シンジですがぶっつけ本番で使徒相手に生身で勝てるほど甘くはないってそれ一番言われてるから。まぁ、シンジの意思の力が強すぎてS2機関が「アーダメダメダメ(出力が)太すぎるッピ! (体が)アッツ! 許してお兄さんお体が壊れるわ」みたいな感じでオーバーヒートしてました。体を巨大化させたのは使徒の学習能力で、使い切れないなら大きくなればいいじゃんアゼルバイジャンってノリで侵食したゼルエルくんの体を素材にでっかくなりました。

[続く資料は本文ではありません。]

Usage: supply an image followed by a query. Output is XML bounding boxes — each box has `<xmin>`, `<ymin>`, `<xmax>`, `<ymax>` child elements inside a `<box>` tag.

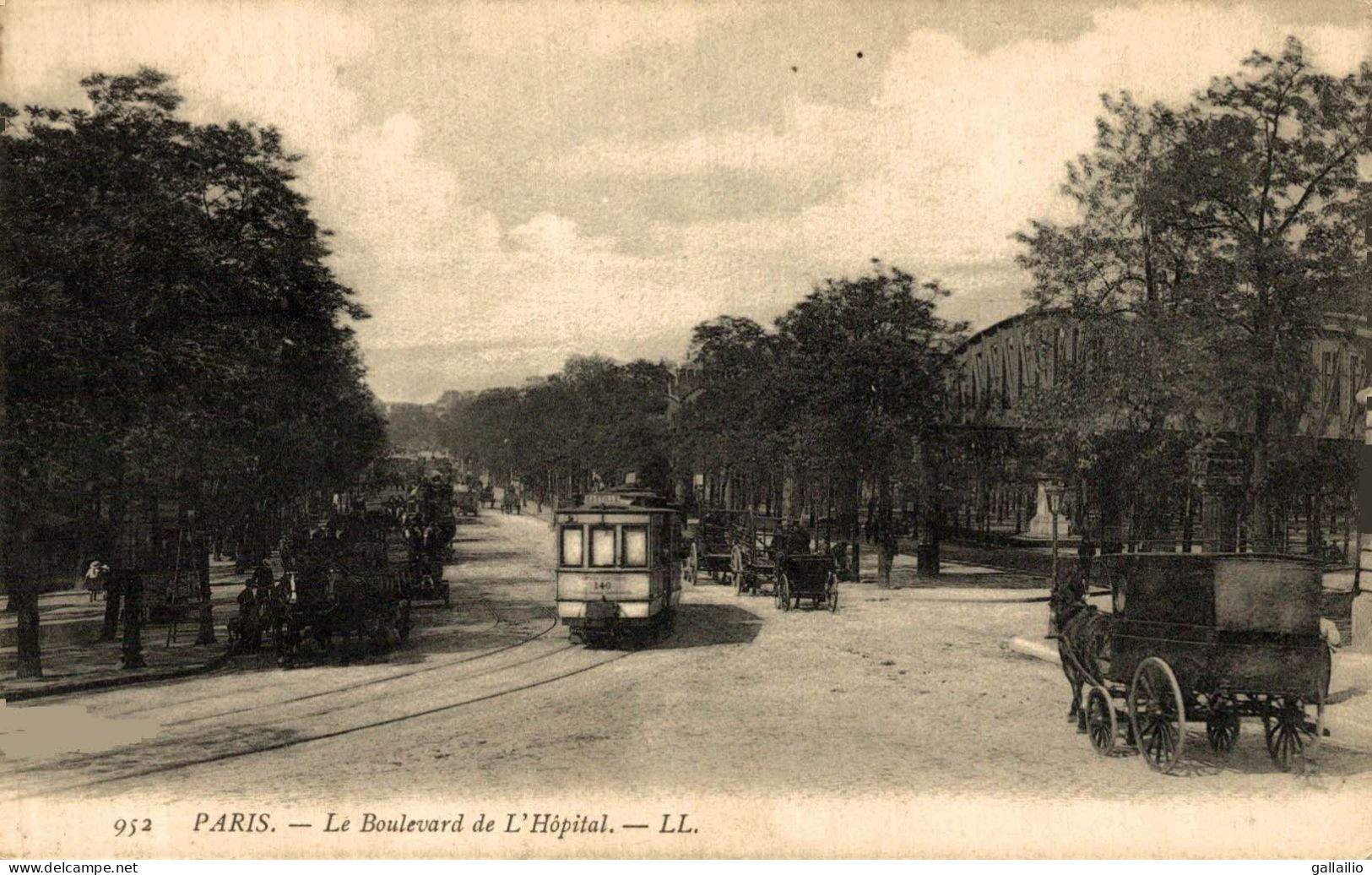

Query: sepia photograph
<box><xmin>0</xmin><ymin>0</ymin><xmax>1372</xmax><ymax>872</ymax></box>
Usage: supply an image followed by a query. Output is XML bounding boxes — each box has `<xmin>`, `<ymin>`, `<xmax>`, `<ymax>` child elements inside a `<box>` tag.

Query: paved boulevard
<box><xmin>0</xmin><ymin>513</ymin><xmax>1372</xmax><ymax>859</ymax></box>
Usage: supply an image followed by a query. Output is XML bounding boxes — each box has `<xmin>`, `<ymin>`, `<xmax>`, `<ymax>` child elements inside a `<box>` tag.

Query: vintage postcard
<box><xmin>0</xmin><ymin>0</ymin><xmax>1372</xmax><ymax>872</ymax></box>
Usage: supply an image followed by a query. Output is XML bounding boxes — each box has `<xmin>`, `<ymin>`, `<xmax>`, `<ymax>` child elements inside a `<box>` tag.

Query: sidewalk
<box><xmin>0</xmin><ymin>562</ymin><xmax>247</xmax><ymax>702</ymax></box>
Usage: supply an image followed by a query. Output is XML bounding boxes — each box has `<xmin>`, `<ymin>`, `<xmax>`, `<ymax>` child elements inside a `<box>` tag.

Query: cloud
<box><xmin>8</xmin><ymin>0</ymin><xmax>1368</xmax><ymax>400</ymax></box>
<box><xmin>505</xmin><ymin>213</ymin><xmax>615</xmax><ymax>258</ymax></box>
<box><xmin>456</xmin><ymin>0</ymin><xmax>730</xmax><ymax>59</ymax></box>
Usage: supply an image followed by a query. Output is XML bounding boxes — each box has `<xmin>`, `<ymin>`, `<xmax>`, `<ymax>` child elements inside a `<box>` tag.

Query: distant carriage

で、覚醒です、って感じで使うはいいが体の形状変化とかで一時的にエネルギー不足、どうすっべ、あっ、ゼルエルくんおるやん! いっただきま~すってノリで食いました。ちなみにレイが止めてなかったら、第3新東京市以外の人類滅ぼして、強制的にメリーバッドエンドルートです。シンジっていう神が守っていくから安心!
とりあえずこれからハッピーエンドとか無理じゃねえのと思う人がいるからもう一回言っとく。ご都合主義舐めんな、三流のハッピーエンド見せてやんよ! ヨシ!(現場猫)

ほんへ完結後、ifストーリーやその後の話とか見たい?

  • いいゾ~これ(両方ともIKEA)
  • (ifストーリーだけ)INしてください?
  • (その後の話だけ)はい、よういスタート
  • どうしてやる必要あるんですか?(現場猫)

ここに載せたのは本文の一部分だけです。